Heat Wave (Mick Rory) is a supervillain appearing in comic books published by DC Comics. He is commonly as an enemy of the Flash and a member of the Rogues along with Captain Cold, among others.

Actor Dominic Purcell has portrayed Heat Wave in The CW's Arrowverse television series The Flash and Legends of Tomorrow.

==Publication history==
Heat Wave was first introduced in The Flash #140, written by John Broome. He was first made to be a rival for Captain Cold. In later comics by Geoff Johns, Rory looks to Captain Cold to help him keep his obsession at bay, though Cold thinks he'll eventually become beyond help.

==Fictional character biography==

Mick Rory, in his debut as Heat Wave, as he appeared on the cover of The Flash #140 (November 1963 DC Comics). Art by Carmine Infantino and Murphy Anderson.

Born on a farm outside Central City, Mick Rory became fascinated with fire as a child. This fascination turned into an obsession and one night, he set his family's home ablaze. His obsession was so great that he simply watched the flames engulf his house, instead of running to get help.

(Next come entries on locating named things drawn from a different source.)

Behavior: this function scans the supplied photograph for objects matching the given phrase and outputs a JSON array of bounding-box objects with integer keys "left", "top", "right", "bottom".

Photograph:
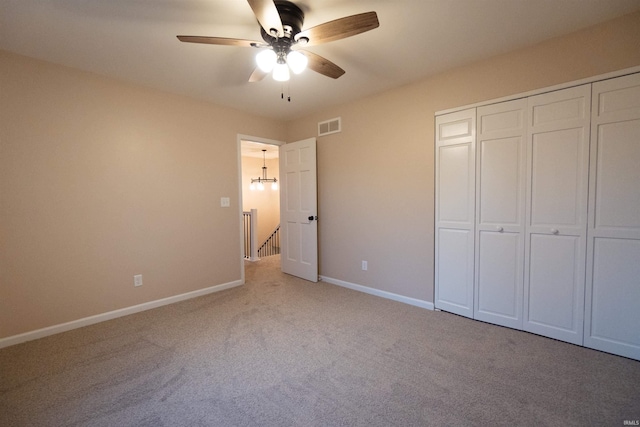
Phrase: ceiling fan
[{"left": 177, "top": 0, "right": 380, "bottom": 82}]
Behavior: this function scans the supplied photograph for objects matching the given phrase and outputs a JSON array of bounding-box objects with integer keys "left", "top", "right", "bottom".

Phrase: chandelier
[{"left": 249, "top": 150, "right": 278, "bottom": 191}]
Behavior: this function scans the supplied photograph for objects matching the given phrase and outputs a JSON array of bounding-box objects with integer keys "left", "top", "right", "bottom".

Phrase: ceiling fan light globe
[
  {"left": 287, "top": 50, "right": 309, "bottom": 74},
  {"left": 273, "top": 64, "right": 290, "bottom": 82},
  {"left": 256, "top": 49, "right": 278, "bottom": 73}
]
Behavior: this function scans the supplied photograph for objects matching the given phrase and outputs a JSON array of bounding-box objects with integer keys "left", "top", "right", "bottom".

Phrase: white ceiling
[{"left": 0, "top": 0, "right": 640, "bottom": 120}]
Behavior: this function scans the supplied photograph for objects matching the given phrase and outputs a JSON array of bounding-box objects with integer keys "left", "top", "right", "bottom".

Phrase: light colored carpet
[{"left": 0, "top": 257, "right": 640, "bottom": 427}]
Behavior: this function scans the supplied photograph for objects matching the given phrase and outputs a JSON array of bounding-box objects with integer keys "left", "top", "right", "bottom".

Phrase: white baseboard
[
  {"left": 320, "top": 276, "right": 435, "bottom": 310},
  {"left": 0, "top": 280, "right": 243, "bottom": 348}
]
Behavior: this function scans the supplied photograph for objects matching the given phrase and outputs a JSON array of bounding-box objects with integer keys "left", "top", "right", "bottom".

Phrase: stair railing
[
  {"left": 242, "top": 209, "right": 260, "bottom": 261},
  {"left": 258, "top": 224, "right": 280, "bottom": 256}
]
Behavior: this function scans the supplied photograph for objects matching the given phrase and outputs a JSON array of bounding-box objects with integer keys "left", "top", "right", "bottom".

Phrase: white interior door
[
  {"left": 584, "top": 74, "right": 640, "bottom": 360},
  {"left": 474, "top": 99, "right": 527, "bottom": 329},
  {"left": 280, "top": 138, "right": 318, "bottom": 282},
  {"left": 435, "top": 109, "right": 476, "bottom": 317},
  {"left": 523, "top": 85, "right": 591, "bottom": 344}
]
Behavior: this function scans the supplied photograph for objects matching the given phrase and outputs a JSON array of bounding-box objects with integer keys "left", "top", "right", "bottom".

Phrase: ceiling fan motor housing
[{"left": 260, "top": 0, "right": 304, "bottom": 46}]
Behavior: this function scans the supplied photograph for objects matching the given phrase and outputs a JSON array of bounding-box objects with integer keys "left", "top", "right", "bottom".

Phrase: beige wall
[
  {"left": 242, "top": 157, "right": 280, "bottom": 244},
  {"left": 0, "top": 13, "right": 640, "bottom": 338},
  {"left": 0, "top": 52, "right": 284, "bottom": 338},
  {"left": 287, "top": 13, "right": 640, "bottom": 302}
]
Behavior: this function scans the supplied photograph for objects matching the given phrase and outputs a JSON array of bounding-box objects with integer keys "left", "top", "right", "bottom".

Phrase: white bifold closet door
[
  {"left": 523, "top": 85, "right": 591, "bottom": 344},
  {"left": 435, "top": 109, "right": 476, "bottom": 317},
  {"left": 474, "top": 99, "right": 527, "bottom": 329},
  {"left": 584, "top": 74, "right": 640, "bottom": 360}
]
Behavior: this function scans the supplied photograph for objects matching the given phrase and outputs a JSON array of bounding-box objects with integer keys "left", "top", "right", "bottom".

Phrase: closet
[{"left": 435, "top": 74, "right": 640, "bottom": 360}]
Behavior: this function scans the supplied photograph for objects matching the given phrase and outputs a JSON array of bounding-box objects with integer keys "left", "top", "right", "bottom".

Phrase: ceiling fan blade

As a result, Rory went to live with his uncle. However, his pyromania continued when Rory set a schoolmate’s house on fire in retaliation for locking him in a frozen meat locker on a school trip to a slaughterhouse, which resulted in Rory developing cryophobia— an intense fear of cold.

He later took a job as a fire eater with a traveling circus, but this was not enough to satiate his obsession, and he ended up setting the circus on fire.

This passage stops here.